Sementara persediaan minyak mentah AS turun 1,1 juta barel sebagai akibat dari penurunan 1,3 juta barel per hari dalam impor minyak mentah neto.
"Ini mungkin merupakan salah satu laporan paling bullish dalam beberapa waktu terakhir, dengan penurunan persediaan di semua jenis secara keseluruhan," kata John Kilduff, mitra di Again Capital Management di New York, seperti dilansir Reuters.
"Di luar berita utama, permintaan bensin sangat kuat, hampir seperti musim panas, dan ekspor minyak mentah naik kembali menuju 2 juta barel per hari di 1,75 juta." Pembelian dalam mengantisipasi laporan dimulai Selasa (17/4) malam, kata Brian LaRose, seorang analis teknis dengan United-ICAP.
Pasar juga menemukan dukungan dari harapan bahwa pemotongan produksi Organisasi Negara-Negara Pengekspor Minyak (OPEC) akan dipertahankan.
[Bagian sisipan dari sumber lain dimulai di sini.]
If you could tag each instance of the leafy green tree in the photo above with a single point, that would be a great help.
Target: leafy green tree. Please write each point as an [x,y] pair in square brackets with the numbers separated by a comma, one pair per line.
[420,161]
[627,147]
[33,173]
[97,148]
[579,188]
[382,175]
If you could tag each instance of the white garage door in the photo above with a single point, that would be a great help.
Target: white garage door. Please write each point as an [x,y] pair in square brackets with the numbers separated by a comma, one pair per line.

OPEC dan 10 produsen saingnya telah mengekang produksi 1,8 juta barel per hari sejak Januari 2017 dan berjanji untuk melakukannya hingga akhir tahun ini.
Komite tingkat menteri OPEC yang bertugas memantau kesepakatan pasokan dengan negara-negara non-OPEC, yang dipimpin oleh Rusia, akan bertemu di kota Jeddah pada Jumat (21/4).
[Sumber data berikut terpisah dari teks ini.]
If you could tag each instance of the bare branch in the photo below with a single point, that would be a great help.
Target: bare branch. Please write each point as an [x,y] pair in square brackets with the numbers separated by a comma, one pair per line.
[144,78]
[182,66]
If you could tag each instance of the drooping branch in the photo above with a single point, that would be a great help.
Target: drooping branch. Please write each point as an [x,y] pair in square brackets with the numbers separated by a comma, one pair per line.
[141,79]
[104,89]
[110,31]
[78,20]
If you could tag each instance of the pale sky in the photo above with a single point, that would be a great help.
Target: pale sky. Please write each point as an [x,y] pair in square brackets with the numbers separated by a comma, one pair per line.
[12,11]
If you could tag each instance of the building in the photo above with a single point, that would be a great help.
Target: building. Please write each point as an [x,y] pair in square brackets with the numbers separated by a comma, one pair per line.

"Meskipun harga minyak lebih dari US$70 per barel dan fakta bahwa kelebihan pasokan telah dihapus, penghapusan bertahap dari pemotongan produksi tidak akan menjadi agenda," kata analis minyak Commerzbank, Carsten Fritsch.
Minyak telah didukung oleh persepsi di kalangan investor bahwa ketegangan di Timur Tengah dapat menyebabkan gangguan pasokan, termasuk sanksi AS yang diperbarui terhadap Iran, serta penurunan produksi di Venezuela yang dilanda krisis.
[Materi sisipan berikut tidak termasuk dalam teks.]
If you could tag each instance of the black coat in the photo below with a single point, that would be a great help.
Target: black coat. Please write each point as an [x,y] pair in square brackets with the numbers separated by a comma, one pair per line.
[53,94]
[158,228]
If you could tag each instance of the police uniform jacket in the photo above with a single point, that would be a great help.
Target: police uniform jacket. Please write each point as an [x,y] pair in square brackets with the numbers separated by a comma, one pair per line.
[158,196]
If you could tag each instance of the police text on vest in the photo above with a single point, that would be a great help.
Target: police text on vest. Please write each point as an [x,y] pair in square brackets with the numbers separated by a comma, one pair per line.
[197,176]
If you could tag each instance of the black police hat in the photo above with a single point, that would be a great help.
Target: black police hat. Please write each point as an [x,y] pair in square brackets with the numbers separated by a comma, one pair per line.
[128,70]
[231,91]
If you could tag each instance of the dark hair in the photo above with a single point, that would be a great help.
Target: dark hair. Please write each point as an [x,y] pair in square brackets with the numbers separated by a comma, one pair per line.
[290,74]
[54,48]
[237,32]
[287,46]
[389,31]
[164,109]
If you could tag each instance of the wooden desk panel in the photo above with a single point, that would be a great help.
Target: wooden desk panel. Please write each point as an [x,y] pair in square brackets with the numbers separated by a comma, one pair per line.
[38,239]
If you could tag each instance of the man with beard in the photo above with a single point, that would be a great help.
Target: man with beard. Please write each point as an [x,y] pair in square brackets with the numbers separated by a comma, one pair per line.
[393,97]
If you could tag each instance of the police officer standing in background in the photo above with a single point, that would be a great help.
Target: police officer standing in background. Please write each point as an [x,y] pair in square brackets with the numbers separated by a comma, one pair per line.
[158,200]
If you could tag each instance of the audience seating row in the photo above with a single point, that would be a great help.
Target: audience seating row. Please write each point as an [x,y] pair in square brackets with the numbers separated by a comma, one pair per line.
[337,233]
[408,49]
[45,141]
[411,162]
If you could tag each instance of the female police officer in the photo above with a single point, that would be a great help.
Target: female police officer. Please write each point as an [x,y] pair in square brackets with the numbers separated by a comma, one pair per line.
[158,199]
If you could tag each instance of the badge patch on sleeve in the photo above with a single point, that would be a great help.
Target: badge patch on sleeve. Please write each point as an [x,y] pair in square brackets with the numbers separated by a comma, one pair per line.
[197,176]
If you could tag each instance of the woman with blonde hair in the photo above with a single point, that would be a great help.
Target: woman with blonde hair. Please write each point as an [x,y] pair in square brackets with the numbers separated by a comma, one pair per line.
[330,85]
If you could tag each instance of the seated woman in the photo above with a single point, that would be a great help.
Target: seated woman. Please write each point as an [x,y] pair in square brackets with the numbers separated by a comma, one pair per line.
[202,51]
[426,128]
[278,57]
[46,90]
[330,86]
Bank Belanda ING mengatakan dalam sebuah catatan kepada para kliennya bahwa Brent telah naik kembali di atas US$70 pada April "karena risiko-risiko geopolitik bersama dengan beberapa perkembangan yang secara fundamental bullish di pasar".
ING menaikkan perkiraan harga rata-rata 2018 untuk Brent menjadi US$66,50 dari US$60,25, dan perkiraan WTI 2018 menjadi US$62,50 dari US$57,75.
Namun demikian, untuk tahun depan, ING memperkirakan harga lebih rendah karena meningkatnya produksi minyak mentah AS, yang melonjak seperempat sejak pertengahan 2016.